[PowerPC, RFC] Wrong-code bug in pre-inc creation

Wed May 15 05:40:29 PDT 2013

Hi Hal,

running the test-suite in 32-bit mode I ran into a crash which turns out to
be caused by wrong code generated by the pre-inc matcher.  In theory this
ought to be triggerable in 64-bit mode as well, but I haven't found a test
case yet.   The 32-bit test case is generated (via the vectorizer) from a
loop along the lines of:

void test(int lo, int hi, double p[])
{
  for (int j = hi; j > lo; j--)
    p[j] = 0;
}

The minimal 32-bit test case is (extracted from the vectorized and then
unrolled loop):

target datalayout =
"E-p:32:32:32-i1:8:8-i8:8:8-i16:16:16-i32:32:32-i64:64:64-f32:32:32-f64:64:64-v128:128:128-n32"
target triple = "powerpc-unknown-linux-gnu"

define void @test(double* nocapture %p) {
entry:
  %p1 = bitcast double* %p to <2 x double>*
  store <2 x double> zeroinitializer, <2 x double>* %p1, align 8
  %p2 = getelementptr <2 x double>* %p1, i32 -1
  store <2 x double> zeroinitializer, <2 x double>* %p2, align 8
  ret void
}

which gets compiled to:

test:
        li 4, 0
        mr 5, 3
        stwu 4, 8(5)
        stw 4, 4(3)
        stw 4, 0(3)
        stw 4, 4(5)
        lis 5, -1
        stwu 4, -16(3)
        ori 6, 5, 12
        ori 5, 5, 8
        stwx 4, 3, 6
        stwx 4, 3, 5
        stw 4, 4(3)
        blr

Note the obviously bogus offsets in registers 5 and 6.

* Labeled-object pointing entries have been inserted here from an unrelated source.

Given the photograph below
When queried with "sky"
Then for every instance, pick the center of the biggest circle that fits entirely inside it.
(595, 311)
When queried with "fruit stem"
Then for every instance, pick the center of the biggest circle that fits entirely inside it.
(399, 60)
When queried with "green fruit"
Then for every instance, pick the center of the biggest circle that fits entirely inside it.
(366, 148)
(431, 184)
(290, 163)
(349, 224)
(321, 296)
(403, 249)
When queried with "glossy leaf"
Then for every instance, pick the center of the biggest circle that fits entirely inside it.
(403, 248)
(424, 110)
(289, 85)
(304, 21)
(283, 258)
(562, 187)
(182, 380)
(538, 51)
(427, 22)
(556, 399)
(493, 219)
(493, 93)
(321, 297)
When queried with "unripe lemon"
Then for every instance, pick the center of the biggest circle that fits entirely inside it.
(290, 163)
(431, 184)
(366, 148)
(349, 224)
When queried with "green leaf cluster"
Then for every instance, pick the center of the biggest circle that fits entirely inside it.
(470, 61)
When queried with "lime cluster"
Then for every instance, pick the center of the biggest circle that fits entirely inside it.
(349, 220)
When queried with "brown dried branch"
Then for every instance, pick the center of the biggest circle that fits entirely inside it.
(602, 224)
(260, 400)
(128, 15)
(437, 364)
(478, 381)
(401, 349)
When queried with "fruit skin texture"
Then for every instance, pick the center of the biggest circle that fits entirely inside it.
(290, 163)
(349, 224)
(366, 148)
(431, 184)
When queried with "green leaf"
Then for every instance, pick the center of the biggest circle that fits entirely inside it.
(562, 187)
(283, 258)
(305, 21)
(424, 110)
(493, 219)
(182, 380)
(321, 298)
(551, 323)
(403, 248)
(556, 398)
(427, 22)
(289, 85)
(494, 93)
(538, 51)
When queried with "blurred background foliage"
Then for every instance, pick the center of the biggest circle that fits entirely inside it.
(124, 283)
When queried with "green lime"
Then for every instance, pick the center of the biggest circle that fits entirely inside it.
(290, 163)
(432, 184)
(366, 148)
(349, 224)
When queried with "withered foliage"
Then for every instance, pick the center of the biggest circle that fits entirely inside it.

It turns out the problem originates with
PPCTargetLowering::getPreIndexedAddressParts.  This routine calls
SelectAddressRegImm to extract the base and displacement parts.  However,
the displacement is translated into a TargetConstant by code like:

    if (isIntS16Immediate(N.getOperand(1), imm)) {
      Disp = DAG.getTargetConstant((int)imm & 0xFFFF, MVT::i32);

Note how e.g. a displacement of -8 results in a displacement TargetConstant
of type i32 and value 65528.   This doesn't much matter for code
generation, as it is implicitly treated as a 16-bit signed value there.
However, on return from getPreIndexedAddressParts, the code in
DAGCombiner::CombineToPreIndexedLoadStore looks at the displacement value
returned by target code and interprets it as the actual displacement, so it
thinks after the pre-inc instruction, the base register will actually have
been *incremented* by 65528 instead of decremented by 8.  It therefore
changes the subsequent users of the base register to account for that
supposed increment ...

By inspection, it would appear that for 64-bit the problem might be even
worse, since the "displacement" returned by SelectAddressRegImmShift is
actually the displacement divided by 4, but again common DAGCombiner code
would treat this value as the displacement itself.   I've not yet attempted
to construct a test case showing this issue.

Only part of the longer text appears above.